Role:
Product Designer
Team:
Product Manager, Engineers, and QA
User Management
SaaS
B2B

Staffbase Email, a product of the Staffbase employee platform, is designed to provide users with tools for creating, sending, and tracking email metrics. While the platform offers intuitive self-management, the process for deactivating users has historically required customer support intervention.
Administrators on the platform often need to deactivate users for various reasons. However, the process is inefficient, as it requires them to submit a request to their account manager and often entails multiple follow-ups. User interviews and discussions with the engineering team revealed that this lengthy process was primarily due to the risk of losing important resources, requiring customer support assistance for recreation.
Empower admin users to independently deactivate users within their organization without contacting customer support.
Ensure essential assets remain accessible by automatically transferring all resources owned by the deactivated user to the admin executing the deactivation.
The streamlined deactivation process significantly decreased the number of support requests related to user deactivations and resource recoveries.
Admin users gained greater autonomy while ensuring that their resources remain accessible, which is especially crucial for scheduled email communications.
The feature was released to production within a two-month timeframe, thanks to ongoing collaboration with stakeholders and the engineering team.
When an Admin user deactivates another user, a confirmation will display to let them know that resources owned by the user will be transferred to the Admin to ensure resources stay accessible to other users.

Admins are notified of any upcoming emails scheduled by the user being deactivated. This visibility empowers them to proactively manage and oversee the organization’s communications, ensuring that essential adjustments can be made as needed to maintain seamless workflows.

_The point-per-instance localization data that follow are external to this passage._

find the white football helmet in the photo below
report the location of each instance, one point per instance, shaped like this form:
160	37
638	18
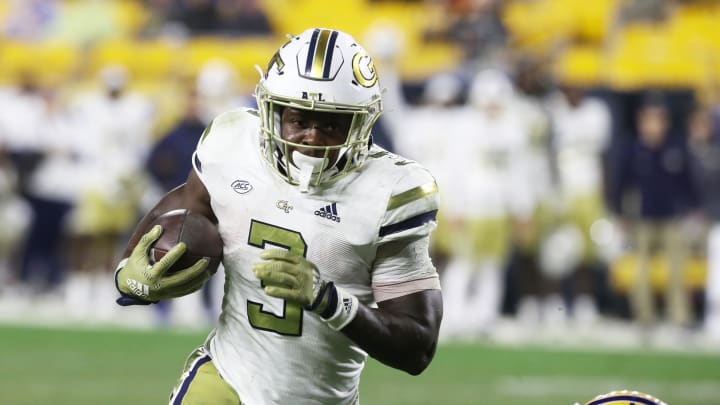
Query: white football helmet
321	70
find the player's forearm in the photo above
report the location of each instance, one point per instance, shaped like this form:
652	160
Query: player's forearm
397	338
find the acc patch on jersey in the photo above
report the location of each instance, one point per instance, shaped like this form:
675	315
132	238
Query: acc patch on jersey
625	397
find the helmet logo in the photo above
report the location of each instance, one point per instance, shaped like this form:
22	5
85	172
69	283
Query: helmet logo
312	96
321	60
278	62
364	69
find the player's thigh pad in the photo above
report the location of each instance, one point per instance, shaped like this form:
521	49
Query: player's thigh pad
201	384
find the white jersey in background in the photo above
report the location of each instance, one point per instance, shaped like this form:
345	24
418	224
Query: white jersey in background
343	229
581	135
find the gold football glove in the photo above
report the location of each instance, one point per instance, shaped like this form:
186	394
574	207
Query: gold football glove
295	279
141	282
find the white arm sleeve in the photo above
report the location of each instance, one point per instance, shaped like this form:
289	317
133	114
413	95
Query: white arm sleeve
403	267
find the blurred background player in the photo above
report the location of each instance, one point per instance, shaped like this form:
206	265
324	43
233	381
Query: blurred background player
704	148
581	134
115	125
487	200
656	166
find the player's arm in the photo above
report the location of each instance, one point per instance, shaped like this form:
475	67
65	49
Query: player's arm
141	282
402	332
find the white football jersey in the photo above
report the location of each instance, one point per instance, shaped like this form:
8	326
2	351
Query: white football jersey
273	352
581	136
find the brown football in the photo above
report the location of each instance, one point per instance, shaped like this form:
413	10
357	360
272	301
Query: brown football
199	234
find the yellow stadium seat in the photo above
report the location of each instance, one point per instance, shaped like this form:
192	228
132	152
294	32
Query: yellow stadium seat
51	63
580	65
242	53
144	59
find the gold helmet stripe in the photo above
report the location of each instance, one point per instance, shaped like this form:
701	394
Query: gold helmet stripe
320	51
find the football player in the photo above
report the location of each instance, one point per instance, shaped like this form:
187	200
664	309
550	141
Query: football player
325	238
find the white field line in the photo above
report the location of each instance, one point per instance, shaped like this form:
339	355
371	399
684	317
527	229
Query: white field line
585	388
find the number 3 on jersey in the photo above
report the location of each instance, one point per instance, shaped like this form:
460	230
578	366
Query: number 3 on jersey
290	322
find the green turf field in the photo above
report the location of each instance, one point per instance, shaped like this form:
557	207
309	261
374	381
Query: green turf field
83	367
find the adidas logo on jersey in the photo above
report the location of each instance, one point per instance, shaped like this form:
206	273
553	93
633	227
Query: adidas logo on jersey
347	304
329	211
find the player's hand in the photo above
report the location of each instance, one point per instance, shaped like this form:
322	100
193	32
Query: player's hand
138	279
295	279
289	276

While the solution significantly enhances the user management system, insights from user interviews indicated a strong interest in increasing resource flexibility. The designs below have been created to support future enhancements if the project is reprioritized.
Admins are notified of any upcoming emails scheduled by the user being deactivated. This visibility empowers them to proactively manage and oversee the organization’s communications, ensuring that essential adjustments can be made as needed to maintain seamless workflows.
Pain points:
- Requires customer support assistance: Users cannot deactivate accounts themselves, requests must go through the account manager.
- Inaccessible shared resources: When a user is deactivated, all resources (i.e. templates, drafts, lists) they own become inaccessible, even if shared with others in the organization.
These inefficiencies hindered productivity of our end users and increased requests to customer support.
To uncover the root cause, I discussed the issue with the engineering team:
- Each resource in the database is linked to an owner ID, defaulting to the user who created it.
- When that user becomes deactivated, that piece of resource cannot be surfaced since it is tied to that user.
- Removing the owner ID from the database is complex and could require a system overhaul, increasing the project’s scope.